After reading Part One of Baldwin’s Giovanni’s Room, I was left haunted by the wisdom and counsel that the character Jacques offers to David at the bar David, clearly eaten alive by self-loathing and internalized homophobia, deplores Jacques “lifestyle,” seeing his encounters with men as shameful and loveless acts that only come and go in five dark minutes. Jacques returns with a condemning warning to David about the mask that he is putting up to preserve what he thinks is it dignity, safety, and cleanliness. He pushes David to open himself up to Giovanni, in hopes that David can find love and take one more step toward defeating his own shame.
Jacques warns David, “… ‘you can make you time together [with Giovanni] anything but dirty, you can give each other something which will make both of you better—forever—if you will not be ashamed, if you will only not play it safe’… ‘You play it safe long enough…and you’ll be trapped in your own dirty body, forever and forever and forever—like me.’” (Baldwin 267).
Ultimately what Jacques fears is that David will delay his own reckoning with his sexuality until much later in his adult life, when he has much less time and spirit to make the most of his experiences as an openly queer man in the world. He fears that David will surrender to his shame, going on to consider his own natural desires and urges as “shameful” for years and years in order to preserve a pride that can really only be observed from the outside.
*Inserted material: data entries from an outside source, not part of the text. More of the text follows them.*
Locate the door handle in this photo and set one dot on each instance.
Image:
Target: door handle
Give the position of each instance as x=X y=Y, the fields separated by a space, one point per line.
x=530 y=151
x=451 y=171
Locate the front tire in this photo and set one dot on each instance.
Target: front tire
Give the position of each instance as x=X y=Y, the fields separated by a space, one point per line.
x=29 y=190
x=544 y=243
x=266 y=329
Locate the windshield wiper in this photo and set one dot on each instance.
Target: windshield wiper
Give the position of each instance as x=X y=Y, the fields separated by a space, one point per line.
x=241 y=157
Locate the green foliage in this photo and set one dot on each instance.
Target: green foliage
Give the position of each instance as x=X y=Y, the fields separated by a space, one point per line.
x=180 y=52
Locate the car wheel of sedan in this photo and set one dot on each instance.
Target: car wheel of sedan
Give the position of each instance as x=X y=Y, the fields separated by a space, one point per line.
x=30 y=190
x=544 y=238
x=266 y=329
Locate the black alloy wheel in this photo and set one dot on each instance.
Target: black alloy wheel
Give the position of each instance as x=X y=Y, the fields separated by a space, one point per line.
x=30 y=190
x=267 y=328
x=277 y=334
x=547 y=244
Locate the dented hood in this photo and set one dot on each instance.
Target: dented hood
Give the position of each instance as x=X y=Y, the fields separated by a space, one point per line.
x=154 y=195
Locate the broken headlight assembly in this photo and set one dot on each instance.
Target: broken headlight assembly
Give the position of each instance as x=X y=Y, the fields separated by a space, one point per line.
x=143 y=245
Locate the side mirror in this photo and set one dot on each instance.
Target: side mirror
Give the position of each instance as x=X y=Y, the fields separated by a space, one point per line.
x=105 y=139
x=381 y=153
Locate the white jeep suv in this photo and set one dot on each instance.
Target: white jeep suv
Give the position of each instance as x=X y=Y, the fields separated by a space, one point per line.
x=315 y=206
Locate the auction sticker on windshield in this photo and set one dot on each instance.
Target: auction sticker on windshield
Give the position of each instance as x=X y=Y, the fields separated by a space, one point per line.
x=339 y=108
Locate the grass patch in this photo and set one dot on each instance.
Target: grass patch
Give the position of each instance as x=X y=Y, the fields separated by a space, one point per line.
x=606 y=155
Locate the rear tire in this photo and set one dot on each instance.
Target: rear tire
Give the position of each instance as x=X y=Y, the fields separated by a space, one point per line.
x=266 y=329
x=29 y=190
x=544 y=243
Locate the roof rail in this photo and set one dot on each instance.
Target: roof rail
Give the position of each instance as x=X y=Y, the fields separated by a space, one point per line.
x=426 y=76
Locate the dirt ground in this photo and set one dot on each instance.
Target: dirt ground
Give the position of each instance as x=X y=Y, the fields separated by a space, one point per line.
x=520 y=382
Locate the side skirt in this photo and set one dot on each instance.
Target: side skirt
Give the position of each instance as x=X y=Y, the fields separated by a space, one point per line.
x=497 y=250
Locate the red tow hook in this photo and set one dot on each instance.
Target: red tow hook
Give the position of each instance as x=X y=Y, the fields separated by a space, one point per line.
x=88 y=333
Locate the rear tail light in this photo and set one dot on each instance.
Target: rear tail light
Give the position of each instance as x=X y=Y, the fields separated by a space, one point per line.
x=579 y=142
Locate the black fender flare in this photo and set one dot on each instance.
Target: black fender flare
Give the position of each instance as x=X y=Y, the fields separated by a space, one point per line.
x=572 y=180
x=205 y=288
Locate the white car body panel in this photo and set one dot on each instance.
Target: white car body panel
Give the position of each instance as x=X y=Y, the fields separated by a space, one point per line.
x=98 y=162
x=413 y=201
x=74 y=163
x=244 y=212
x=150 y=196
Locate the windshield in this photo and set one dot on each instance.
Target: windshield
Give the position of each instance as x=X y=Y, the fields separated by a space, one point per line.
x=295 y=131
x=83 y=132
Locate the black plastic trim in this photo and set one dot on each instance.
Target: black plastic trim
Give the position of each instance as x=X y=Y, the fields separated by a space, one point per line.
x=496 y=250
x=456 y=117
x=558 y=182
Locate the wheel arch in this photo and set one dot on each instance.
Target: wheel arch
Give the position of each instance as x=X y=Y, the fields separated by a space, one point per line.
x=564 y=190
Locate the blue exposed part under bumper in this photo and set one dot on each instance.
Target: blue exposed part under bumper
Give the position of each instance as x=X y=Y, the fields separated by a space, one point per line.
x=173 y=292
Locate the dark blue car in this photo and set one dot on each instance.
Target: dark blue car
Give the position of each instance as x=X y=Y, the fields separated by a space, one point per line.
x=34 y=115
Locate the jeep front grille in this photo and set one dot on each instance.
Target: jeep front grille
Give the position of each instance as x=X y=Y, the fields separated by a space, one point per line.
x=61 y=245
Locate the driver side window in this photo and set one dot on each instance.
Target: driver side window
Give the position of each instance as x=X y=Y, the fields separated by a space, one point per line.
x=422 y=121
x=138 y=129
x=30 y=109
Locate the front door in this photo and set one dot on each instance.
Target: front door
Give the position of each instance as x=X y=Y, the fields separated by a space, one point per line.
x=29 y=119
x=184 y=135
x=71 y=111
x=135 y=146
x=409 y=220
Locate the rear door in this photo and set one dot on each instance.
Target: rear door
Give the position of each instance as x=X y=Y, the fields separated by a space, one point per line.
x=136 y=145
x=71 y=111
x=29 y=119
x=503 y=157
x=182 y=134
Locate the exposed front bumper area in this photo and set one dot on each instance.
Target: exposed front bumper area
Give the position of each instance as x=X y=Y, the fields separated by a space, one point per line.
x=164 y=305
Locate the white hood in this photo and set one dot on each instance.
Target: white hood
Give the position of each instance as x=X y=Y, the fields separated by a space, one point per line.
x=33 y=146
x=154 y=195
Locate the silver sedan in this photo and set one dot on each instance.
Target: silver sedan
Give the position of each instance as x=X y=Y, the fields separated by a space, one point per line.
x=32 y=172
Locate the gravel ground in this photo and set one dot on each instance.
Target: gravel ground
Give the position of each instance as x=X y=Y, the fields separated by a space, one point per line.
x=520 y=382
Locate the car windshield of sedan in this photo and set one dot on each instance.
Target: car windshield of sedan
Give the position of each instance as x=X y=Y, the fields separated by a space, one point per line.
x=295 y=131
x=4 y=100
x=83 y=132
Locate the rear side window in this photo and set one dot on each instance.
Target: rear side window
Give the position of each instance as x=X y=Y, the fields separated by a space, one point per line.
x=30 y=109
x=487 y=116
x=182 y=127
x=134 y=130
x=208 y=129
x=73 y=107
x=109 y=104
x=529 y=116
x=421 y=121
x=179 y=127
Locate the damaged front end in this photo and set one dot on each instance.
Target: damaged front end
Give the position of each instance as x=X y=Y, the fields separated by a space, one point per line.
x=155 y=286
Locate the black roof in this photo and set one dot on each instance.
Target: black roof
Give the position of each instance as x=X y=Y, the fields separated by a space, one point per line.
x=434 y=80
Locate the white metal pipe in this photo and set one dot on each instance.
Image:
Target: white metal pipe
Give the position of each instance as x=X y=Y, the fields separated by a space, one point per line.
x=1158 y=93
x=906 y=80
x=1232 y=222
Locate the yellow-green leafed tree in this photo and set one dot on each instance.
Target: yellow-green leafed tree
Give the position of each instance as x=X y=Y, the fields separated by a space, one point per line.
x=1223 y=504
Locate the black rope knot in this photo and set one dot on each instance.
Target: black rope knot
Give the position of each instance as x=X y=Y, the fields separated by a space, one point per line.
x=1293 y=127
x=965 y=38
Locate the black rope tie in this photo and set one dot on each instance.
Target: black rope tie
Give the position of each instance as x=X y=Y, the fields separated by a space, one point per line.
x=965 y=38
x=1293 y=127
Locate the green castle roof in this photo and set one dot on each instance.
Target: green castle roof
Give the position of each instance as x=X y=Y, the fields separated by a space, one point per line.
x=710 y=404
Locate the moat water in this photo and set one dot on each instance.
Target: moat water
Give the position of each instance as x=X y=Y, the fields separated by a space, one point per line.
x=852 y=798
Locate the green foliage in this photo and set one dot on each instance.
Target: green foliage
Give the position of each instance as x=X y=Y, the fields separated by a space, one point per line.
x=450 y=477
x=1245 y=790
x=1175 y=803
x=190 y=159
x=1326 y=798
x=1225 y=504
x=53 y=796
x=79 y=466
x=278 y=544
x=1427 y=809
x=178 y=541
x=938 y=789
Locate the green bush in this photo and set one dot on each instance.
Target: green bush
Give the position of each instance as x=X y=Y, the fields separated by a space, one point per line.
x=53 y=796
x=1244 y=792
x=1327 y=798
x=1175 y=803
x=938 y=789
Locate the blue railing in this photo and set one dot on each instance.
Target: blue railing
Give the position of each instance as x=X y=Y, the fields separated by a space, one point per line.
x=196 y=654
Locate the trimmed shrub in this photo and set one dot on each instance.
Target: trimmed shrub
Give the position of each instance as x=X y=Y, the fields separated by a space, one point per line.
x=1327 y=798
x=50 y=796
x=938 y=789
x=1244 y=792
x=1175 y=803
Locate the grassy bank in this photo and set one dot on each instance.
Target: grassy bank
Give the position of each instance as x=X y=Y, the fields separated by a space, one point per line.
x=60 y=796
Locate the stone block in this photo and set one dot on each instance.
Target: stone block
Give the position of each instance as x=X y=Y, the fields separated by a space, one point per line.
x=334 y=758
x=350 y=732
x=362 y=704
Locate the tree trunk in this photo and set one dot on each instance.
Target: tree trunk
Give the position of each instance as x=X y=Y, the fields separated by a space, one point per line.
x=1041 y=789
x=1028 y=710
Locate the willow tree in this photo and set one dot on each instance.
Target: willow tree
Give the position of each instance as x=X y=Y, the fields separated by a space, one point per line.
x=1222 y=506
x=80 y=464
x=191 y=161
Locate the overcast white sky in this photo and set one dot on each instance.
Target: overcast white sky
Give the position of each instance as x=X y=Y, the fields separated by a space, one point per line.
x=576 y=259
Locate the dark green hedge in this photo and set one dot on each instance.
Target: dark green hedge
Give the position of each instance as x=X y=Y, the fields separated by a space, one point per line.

But what I find most compelling is the way that Jacques empowers David with the agency to decide for himself what is dirty and what is clean. David sees his own queerness (and the queerness of others) as something dirty because of the shame that he attaches to it. Tt is unclean, perhaps, because it is hidden; it is that “love that cannot be named” that Baldwin writes of in his Go Tell it On the Mountain. What he sees as clean is a long relationship with a woman, likely Hella. He sees it as clean because it is not hidden; it is named and publicly admired. Jacques pushes David to recognize that he has the power to redirect and reject his shame. David has the power to name his love. He has the power to decide what is dirty, and thus worthy of shame, and what is clean.
I wonder if Baldwin, in Paris, believed these words himself. Did he see dirtiness and cleanliness as relative classifications as it came to sexuality, or did he believe something more objective depending on the queer identity?